De dood dwaalt deze maand door mijn leven.
Meerdere mensen zal ik vanaf nu nooit meer in levende lijve kunnen zien. De Grote K, ouderdom, ongeluk, het komt allemaal voorbij.
De dood maakt helaas geen uitzonderingen.
Juist de mensen die je een lang en gelukkig leven gunt zijn er plotsklaps niet meer. Weggerukt. En er is niets aan te doen.
Soms speelt de dood een macaber spelletje. Vorige week werd ik gebeld: “Neem maar afscheid van overgrootoma, de arts denkt dat ze nog hooguit een dag te leven heeft.”
Ik haalde Zoon eerder uit school. Verwachtingsvol keek hij mij aan. “Naar welk pretpark gaan we?” vroeg hij enthousiast. “Nou,” begon ik, “Ik heb helaas heel erg vervelend nieuws lieverd.”

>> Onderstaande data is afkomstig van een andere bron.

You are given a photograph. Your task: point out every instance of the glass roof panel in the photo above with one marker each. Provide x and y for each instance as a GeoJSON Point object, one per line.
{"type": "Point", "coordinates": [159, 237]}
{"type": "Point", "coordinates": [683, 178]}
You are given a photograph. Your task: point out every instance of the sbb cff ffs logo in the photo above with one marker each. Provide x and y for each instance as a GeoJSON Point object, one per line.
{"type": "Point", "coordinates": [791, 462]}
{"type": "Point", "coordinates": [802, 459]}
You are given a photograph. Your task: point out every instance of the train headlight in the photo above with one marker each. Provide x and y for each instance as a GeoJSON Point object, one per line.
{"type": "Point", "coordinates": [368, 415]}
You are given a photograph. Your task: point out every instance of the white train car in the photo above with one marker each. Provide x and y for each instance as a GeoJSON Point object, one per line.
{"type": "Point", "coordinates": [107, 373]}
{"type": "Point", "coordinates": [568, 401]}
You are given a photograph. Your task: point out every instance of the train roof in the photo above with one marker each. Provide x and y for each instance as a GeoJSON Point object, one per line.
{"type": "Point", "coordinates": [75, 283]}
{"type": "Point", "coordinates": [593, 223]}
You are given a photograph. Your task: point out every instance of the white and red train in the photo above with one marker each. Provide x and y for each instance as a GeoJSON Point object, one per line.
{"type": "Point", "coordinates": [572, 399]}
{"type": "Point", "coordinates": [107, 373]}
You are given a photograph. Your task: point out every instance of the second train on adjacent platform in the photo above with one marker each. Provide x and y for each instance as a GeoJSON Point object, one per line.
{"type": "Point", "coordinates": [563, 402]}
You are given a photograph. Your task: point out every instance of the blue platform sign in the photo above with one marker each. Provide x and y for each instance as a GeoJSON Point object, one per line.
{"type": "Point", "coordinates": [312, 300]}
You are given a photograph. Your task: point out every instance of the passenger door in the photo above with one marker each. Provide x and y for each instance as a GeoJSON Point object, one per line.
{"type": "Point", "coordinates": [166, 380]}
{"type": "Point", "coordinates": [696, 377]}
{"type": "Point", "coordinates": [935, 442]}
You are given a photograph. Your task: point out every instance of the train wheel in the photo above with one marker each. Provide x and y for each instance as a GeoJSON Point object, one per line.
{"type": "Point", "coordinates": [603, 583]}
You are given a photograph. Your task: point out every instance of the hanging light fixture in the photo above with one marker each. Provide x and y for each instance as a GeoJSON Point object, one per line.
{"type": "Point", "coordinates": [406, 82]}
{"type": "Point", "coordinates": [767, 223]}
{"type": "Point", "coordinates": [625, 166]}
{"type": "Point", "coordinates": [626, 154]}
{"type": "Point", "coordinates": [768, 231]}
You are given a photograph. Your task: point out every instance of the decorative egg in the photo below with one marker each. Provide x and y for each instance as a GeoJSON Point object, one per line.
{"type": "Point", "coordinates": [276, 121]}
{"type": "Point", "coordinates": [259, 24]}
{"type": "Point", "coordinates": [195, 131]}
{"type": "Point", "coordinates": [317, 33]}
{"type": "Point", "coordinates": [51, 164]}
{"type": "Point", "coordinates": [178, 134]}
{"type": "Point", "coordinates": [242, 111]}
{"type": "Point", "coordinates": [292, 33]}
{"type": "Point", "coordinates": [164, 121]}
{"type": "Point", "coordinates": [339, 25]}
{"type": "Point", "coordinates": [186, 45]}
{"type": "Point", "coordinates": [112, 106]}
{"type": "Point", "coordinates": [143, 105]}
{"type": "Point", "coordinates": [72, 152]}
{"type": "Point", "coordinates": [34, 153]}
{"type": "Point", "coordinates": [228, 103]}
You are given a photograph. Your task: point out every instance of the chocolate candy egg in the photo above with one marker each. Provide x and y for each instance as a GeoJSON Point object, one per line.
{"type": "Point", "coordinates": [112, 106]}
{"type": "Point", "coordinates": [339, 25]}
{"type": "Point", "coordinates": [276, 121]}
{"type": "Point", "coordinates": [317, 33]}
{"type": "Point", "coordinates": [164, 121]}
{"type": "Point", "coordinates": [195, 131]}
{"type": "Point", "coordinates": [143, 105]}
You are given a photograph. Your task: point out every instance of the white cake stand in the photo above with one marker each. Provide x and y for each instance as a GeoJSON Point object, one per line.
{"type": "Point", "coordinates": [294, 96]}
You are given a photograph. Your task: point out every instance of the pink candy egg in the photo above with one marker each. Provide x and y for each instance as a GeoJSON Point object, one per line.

We reden zo snel als de Kia kon naar het huis van oma.
Huilend knuffelde zoon zijn overgrootmoeder. Waarop ze spontaan begon te rochelen. Ze deed haar ogen open, maar ze had niet echt door wat er aan de hand was. Niet veel later sliep ze weer.
Zoon huilde de longen uit zijn lijf, maar wat was hij dankbaar dat hij oma nog even levend gezien had.
De dag erop deed oma haar ogen open. Ze begon te kletsen en bewees weer eens hoe eigenwijs ze is: “Ik ga wanneer ík dat wil.”
Anderen is het helaas niet gegund.
“Zojuist is ze overleden,” kreeg ik op mijn scherm te zien.
“Hij was niet eens ziek, maar we houden ons vast aan het idee dat hij er geen weet van gehad heeft,” stond er in een ander bericht.
“Net 16 jaar, zijn moeder gaat helemaal stuk,” in weer een andere app.
De dood loert. Zoveel is duidelijk.
En het leven gaat door. Ademen en verder gaan. Meer kan je niet doen.
De dood heeft mij deze maand bij de keel gegrepen. Een wrang gevoel maakt zich van mij meester. Ik maak een terugtrekkende beweging en merk dat ik heel graag alleen ben. Emoties verwerken.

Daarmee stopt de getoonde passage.